Product Rule

Product Rule#

Suppose we want to differentiate \(y=x^2\sin(x)\), then we encounter a problem: How to differentiate a function that is the product of two other functions, in this case \(x^2\) and \(\sin(x)\).

To do this, we need the product rule:

If the function \(y = f(x)\) is written as the product of two functions, say \(u(x)\) and \(v(x)\) so

\(y = f(x) = u(x)v(x)\) then \(\frac{dy}{dx} = u\frac{dv}{dx} + v\frac{du}{dx}\).

So returning to our example, we have \(f(x) = x^2\sin(x)\) with \(u=x^2\) and \(v = \sin(x)\).

First, we find that \(\frac{du}{dx} = 2x\) and \(\frac{dv}{dx} = \cos(x)\), then we substitute into \(\frac{dy}{dx} = u\frac{dv}{dx} + v\frac{du}{dx}\).

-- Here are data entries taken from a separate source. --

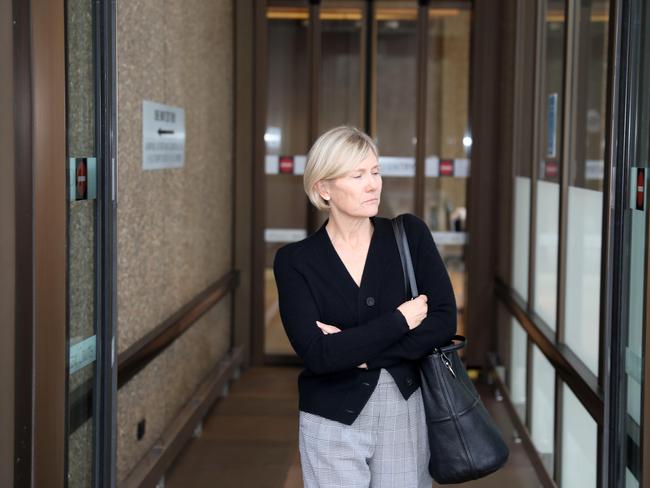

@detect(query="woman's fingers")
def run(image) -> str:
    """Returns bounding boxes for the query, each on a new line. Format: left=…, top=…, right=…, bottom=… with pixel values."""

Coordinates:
left=316, top=320, right=341, bottom=335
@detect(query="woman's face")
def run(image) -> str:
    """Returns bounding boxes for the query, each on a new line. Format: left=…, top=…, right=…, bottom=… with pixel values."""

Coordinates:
left=319, top=153, right=381, bottom=217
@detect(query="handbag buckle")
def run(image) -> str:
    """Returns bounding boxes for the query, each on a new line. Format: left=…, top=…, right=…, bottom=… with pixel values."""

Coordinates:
left=440, top=352, right=456, bottom=378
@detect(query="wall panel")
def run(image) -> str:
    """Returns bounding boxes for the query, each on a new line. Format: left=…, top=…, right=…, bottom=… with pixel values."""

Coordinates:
left=117, top=0, right=234, bottom=481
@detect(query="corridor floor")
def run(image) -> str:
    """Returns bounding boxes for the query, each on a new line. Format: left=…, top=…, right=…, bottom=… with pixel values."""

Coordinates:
left=165, top=367, right=541, bottom=488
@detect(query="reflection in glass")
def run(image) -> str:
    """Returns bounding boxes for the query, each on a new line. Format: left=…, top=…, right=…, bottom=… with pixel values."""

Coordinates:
left=534, top=0, right=566, bottom=330
left=508, top=318, right=528, bottom=422
left=564, top=0, right=609, bottom=375
left=66, top=0, right=98, bottom=487
left=373, top=2, right=417, bottom=217
left=560, top=385, right=598, bottom=488
left=319, top=0, right=364, bottom=133
left=531, top=345, right=555, bottom=474
left=619, top=2, right=650, bottom=480
left=424, top=3, right=471, bottom=340
left=264, top=3, right=309, bottom=355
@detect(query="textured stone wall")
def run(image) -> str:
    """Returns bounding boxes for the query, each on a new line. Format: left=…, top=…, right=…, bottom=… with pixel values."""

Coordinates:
left=117, top=0, right=233, bottom=480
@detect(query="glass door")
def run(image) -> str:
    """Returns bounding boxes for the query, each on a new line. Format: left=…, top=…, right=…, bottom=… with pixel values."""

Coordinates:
left=62, top=0, right=117, bottom=488
left=609, top=0, right=650, bottom=488
left=256, top=0, right=471, bottom=359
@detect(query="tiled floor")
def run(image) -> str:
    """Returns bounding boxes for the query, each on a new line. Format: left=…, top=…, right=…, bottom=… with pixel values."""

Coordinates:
left=165, top=367, right=541, bottom=488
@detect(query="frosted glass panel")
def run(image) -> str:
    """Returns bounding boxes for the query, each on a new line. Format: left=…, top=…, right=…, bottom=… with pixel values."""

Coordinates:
left=560, top=385, right=598, bottom=488
left=565, top=186, right=603, bottom=375
left=535, top=181, right=560, bottom=330
left=512, top=176, right=530, bottom=300
left=508, top=318, right=528, bottom=420
left=531, top=346, right=555, bottom=473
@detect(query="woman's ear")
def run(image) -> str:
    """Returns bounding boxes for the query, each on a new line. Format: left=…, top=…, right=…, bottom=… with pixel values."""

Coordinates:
left=316, top=180, right=330, bottom=202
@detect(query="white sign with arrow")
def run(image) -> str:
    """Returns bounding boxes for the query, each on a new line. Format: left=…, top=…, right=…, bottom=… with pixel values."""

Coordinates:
left=142, top=100, right=185, bottom=169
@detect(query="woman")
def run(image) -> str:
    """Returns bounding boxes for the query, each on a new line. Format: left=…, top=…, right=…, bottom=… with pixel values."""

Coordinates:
left=274, top=127, right=456, bottom=488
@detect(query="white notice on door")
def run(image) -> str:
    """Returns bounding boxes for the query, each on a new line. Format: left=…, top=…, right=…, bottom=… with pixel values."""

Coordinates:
left=142, top=100, right=185, bottom=169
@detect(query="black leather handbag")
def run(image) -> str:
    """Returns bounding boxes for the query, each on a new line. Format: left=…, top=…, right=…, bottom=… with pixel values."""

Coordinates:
left=393, top=217, right=508, bottom=484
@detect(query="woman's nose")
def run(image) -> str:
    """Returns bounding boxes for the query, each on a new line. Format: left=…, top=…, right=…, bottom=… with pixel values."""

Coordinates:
left=366, top=176, right=379, bottom=192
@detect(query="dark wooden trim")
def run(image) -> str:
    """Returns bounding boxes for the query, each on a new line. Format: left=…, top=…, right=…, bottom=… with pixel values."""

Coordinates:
left=528, top=1, right=546, bottom=308
left=553, top=374, right=564, bottom=484
left=117, top=271, right=239, bottom=388
left=488, top=354, right=557, bottom=488
left=465, top=0, right=505, bottom=366
left=0, top=0, right=16, bottom=486
left=361, top=2, right=376, bottom=137
left=31, top=0, right=68, bottom=488
left=304, top=0, right=322, bottom=234
left=12, top=0, right=34, bottom=487
left=597, top=2, right=620, bottom=486
left=119, top=347, right=243, bottom=488
left=264, top=354, right=304, bottom=366
left=496, top=279, right=604, bottom=423
left=69, top=271, right=244, bottom=433
left=250, top=0, right=268, bottom=365
left=413, top=0, right=429, bottom=217
left=232, top=0, right=255, bottom=365
left=524, top=336, right=533, bottom=430
left=555, top=2, right=577, bottom=346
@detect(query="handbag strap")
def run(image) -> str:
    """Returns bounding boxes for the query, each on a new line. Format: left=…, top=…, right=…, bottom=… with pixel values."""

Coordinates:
left=391, top=215, right=467, bottom=353
left=392, top=215, right=419, bottom=298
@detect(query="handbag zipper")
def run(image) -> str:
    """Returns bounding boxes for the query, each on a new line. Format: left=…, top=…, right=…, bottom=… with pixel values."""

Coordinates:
left=433, top=352, right=477, bottom=479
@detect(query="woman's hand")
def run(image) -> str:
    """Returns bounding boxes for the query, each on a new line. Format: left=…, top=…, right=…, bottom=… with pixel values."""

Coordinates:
left=316, top=320, right=341, bottom=335
left=316, top=320, right=368, bottom=369
left=397, top=295, right=428, bottom=330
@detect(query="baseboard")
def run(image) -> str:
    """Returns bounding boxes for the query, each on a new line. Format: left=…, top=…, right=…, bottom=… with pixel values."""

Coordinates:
left=119, top=347, right=243, bottom=488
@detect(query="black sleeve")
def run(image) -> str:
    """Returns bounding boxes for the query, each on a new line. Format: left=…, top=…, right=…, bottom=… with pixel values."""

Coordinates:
left=366, top=214, right=456, bottom=369
left=273, top=248, right=409, bottom=374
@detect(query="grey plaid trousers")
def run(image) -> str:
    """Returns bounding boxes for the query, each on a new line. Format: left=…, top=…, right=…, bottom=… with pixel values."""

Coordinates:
left=299, top=369, right=433, bottom=488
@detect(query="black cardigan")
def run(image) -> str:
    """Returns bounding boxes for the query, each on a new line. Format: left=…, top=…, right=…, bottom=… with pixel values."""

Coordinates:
left=274, top=214, right=456, bottom=425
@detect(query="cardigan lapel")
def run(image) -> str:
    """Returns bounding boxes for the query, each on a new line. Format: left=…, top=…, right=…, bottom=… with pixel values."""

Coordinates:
left=358, top=217, right=395, bottom=304
left=311, top=219, right=359, bottom=317
left=312, top=217, right=396, bottom=319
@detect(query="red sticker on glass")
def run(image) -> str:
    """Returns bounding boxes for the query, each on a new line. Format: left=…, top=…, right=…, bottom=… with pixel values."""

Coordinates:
left=280, top=156, right=293, bottom=174
left=636, top=168, right=645, bottom=210
left=440, top=159, right=454, bottom=176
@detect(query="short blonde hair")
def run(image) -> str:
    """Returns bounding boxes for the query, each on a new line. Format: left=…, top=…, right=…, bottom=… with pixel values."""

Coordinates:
left=303, top=126, right=379, bottom=210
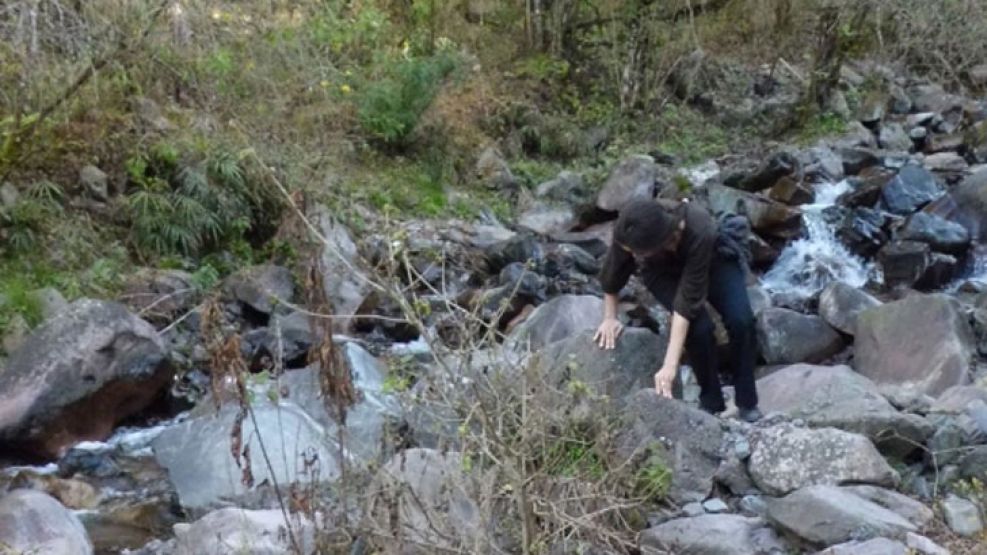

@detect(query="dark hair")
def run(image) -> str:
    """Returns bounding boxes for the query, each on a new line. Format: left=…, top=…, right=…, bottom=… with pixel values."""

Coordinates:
left=613, top=201, right=675, bottom=252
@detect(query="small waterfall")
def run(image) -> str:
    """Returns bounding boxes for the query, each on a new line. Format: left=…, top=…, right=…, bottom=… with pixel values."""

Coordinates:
left=762, top=180, right=875, bottom=307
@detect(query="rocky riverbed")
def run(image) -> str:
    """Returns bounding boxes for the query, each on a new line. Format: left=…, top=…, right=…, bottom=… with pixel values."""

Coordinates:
left=0, top=63, right=987, bottom=555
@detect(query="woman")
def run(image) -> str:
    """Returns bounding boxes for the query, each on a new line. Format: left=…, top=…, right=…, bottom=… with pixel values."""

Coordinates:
left=594, top=199, right=761, bottom=422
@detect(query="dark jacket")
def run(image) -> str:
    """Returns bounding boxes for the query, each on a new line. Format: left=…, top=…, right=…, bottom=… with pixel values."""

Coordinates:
left=600, top=201, right=718, bottom=321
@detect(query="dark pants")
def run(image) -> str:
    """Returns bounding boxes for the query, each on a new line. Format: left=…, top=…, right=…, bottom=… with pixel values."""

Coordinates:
left=646, top=255, right=757, bottom=412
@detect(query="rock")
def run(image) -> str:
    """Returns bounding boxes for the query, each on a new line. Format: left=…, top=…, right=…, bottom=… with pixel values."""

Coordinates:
left=854, top=294, right=974, bottom=396
left=942, top=495, right=984, bottom=538
left=881, top=164, right=943, bottom=215
left=749, top=425, right=898, bottom=495
left=757, top=308, right=843, bottom=364
left=905, top=532, right=949, bottom=555
left=368, top=449, right=492, bottom=555
left=767, top=485, right=917, bottom=547
left=511, top=295, right=603, bottom=352
left=898, top=212, right=971, bottom=255
left=152, top=399, right=339, bottom=510
left=311, top=206, right=370, bottom=332
left=79, top=166, right=110, bottom=202
left=224, top=264, right=295, bottom=315
left=476, top=146, right=519, bottom=191
left=0, top=299, right=172, bottom=458
left=517, top=202, right=576, bottom=235
left=616, top=390, right=723, bottom=504
left=819, top=281, right=881, bottom=335
left=172, top=507, right=316, bottom=555
left=706, top=183, right=802, bottom=239
left=877, top=122, right=913, bottom=152
left=596, top=155, right=658, bottom=212
left=757, top=364, right=933, bottom=456
left=922, top=152, right=970, bottom=172
left=117, top=268, right=198, bottom=323
left=815, top=538, right=909, bottom=555
left=877, top=241, right=932, bottom=288
left=639, top=515, right=786, bottom=555
left=0, top=490, right=93, bottom=555
left=728, top=152, right=800, bottom=193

\[\begin{split} \begin{aligned} \frac{dy}{dx} & = x^2 \cos(x) + \sin(x)2x \\ & = x[x \cos(x) + 2\sin(x)] \end{aligned} \end{split}\]

Example

Differentiate using the product rule:

\(y = x\ln(x)\)
\(y = 6e^x \cos(x)\)

Solution:

Take \(u = x\) and \(v = \ln(x)\). We can now differentiate these to find that \(\frac{du}{dx} = 1\) and that \(\frac{dv}{dx} = \frac{1}{x}\).

Using the product rule:

\[ \frac{dy}{dx} = u\frac{du}{dx} + v\frac{du}{dx} \]

Substitue in the quantities:

\[ \frac{dy}{dx} = x\left[\frac{1}{x}\right] + \ln(x) (1) \]

Expand and simplify:

\[ \frac{dy}{dx} = 1 + \ln(x) \]

For this, take \(u=6e^x\) and \(v=\cos(x)\). Now we differentiate those to find that \(\frac{du}{x} = 6e^x\) and \(\frac{dv}{dx} = -\sin(x)\).

By the product rule, we have:

\[ \frac{dy}{dx} = u\frac{dv}{dx} + v\frac{du}{dx} \]

Substitute in the quantities:

\[ \frac{dy}{dx} = 6e^x\left[\sin(x)\right] + \cos(x) \left[6e^x\right] \]

Expand the brackets:

\[ \frac{dy}{dx} = -6e^x\sin(x) + 6e^x\cos(x) \]

Take a factor of \(6e^x\) out:

\[ \frac{dy}{dx} = 6e^x\left[\cos(x) - \sin(x)\right] \]

These can both be performed with sympy.

from sympy import symbols, diff, log, cos, exp

x = symbols('x')

diff(x * log(x))

\[\displaystyle \log{\left(x \right)} + 1\]

diff(6 * exp(x) * cos(x))

\[\displaystyle - 6 e^{x} \sin{\left(x \right)} + 6 e^{x} \cos{\left(x \right)}\]

Example

Differentiate \(y = \frac{1}{3}(x^2 + 5x) \sin(x)\).

Solution: This is a product of two functions and we must use the product rule.

Set \(u=\frac{1}{3}(x^2 + 5x)\) and \(v = \sin(x)\).

We can differentiate to find that \(\frac{du}{dx} = \frac{1}{3}(2x+5)\) and \(\frac{dv}{dx} = \cos(x)\).

We now use the product rule:

\[ \frac{dy}{dx} = u\frac{dv}{dx} + v\frac{du}{dx} \]

Substitute in what we’ve worked out:

\[ \frac{dy}{dx} = \frac{1}{3} (x^2 + 5x) \left[\cos(x)\right] + \sin(x) \left[\frac{1}{3}(2x + 5)\right] \]

Simplify by taking a factor of \(\frac{1}{3}\) out

\[ \frac{dy}{dx} = \frac{1}{3}\left[(x^2 + 5x) \cos(x) + (2x+5)\sin(x)\right] \]

The end result looks complicated and ugly, but it is nicer than having all the brackets expanded.

We can check the result with sympy.

from sympy import sin

diff((1 / 3) * (x ** 2 + 5 * x) * sin(x))

\[\displaystyle \left(0.666666666666667 x + 1.66666666666667\right) \sin{\left(x \right)} + \left(0.333333333333333 x^{2} + 1.66666666666667 x\right) \cos{\left(x \right)}\]

Again this is quite ugly but we can see that the answer is correct.